In chapter 6, I explore tennis star Serena Williams’s life-threatening experience when giving birth to her daughter in September 2017 as a window into reproductive injustice. That someone with so much wealth, power, and expertise faced such challenges receiving the care that she needed exposes the inadequacy of frequently invoked explanations for high maternal mortality among Black women, such as poverty or failure to seek prenatal care. The chapter then puts Williams’s account of her experience into the context of two intersecting elements: links between her birth experience and those of far too many Black women, and representations of her body over the course of her career to illuminate the ways in which Black women’s bodies are simultaneously hypersurveilled and inadequately cared for. Williams is not an uncomplicated figure in this landscape, but when she mobilizes her social media platform to call attention to racially stratified access to safe births and to demand change, she contributes to reproductive justice advocacy.

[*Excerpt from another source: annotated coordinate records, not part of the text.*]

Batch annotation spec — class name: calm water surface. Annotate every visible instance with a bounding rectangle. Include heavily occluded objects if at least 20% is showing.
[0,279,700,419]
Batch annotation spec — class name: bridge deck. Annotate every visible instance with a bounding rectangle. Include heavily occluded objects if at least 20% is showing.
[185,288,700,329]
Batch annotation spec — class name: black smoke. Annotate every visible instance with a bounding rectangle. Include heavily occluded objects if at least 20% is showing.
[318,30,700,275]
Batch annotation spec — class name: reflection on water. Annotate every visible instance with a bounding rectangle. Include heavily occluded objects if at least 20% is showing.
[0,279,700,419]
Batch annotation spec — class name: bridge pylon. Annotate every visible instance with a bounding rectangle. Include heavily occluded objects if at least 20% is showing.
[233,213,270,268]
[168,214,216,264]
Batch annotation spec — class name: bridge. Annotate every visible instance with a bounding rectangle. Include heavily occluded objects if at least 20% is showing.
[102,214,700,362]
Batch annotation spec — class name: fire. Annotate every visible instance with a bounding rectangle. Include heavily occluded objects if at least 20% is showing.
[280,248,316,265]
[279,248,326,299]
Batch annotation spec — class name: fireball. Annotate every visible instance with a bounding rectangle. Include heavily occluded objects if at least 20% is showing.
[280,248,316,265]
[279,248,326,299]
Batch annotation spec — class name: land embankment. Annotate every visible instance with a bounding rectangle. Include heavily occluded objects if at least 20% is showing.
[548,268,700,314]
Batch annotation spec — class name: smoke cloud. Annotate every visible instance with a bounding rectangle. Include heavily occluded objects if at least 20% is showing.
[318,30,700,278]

The book’s conclusion explores some of the ways that the cases analyzed in this book provide insight into the twinned events of summer 2020: the crisis of COVID-19 and the resurgence of Black Lives Matter. It draws together what has been learned by looking across domains—workplaces, communities, institutions, leisure spaces, infrastructures—underscoring the value of considering wholes and parts. It also provides a set of analytical strategies on which readers can draw to form analyses of other events, presented in a way that can be modified for use in wide-ranging classroom contexts: an iterative four-step template for analysis that I call the sickening assignment. Finally, it encourages readers to combine analysis and additional action.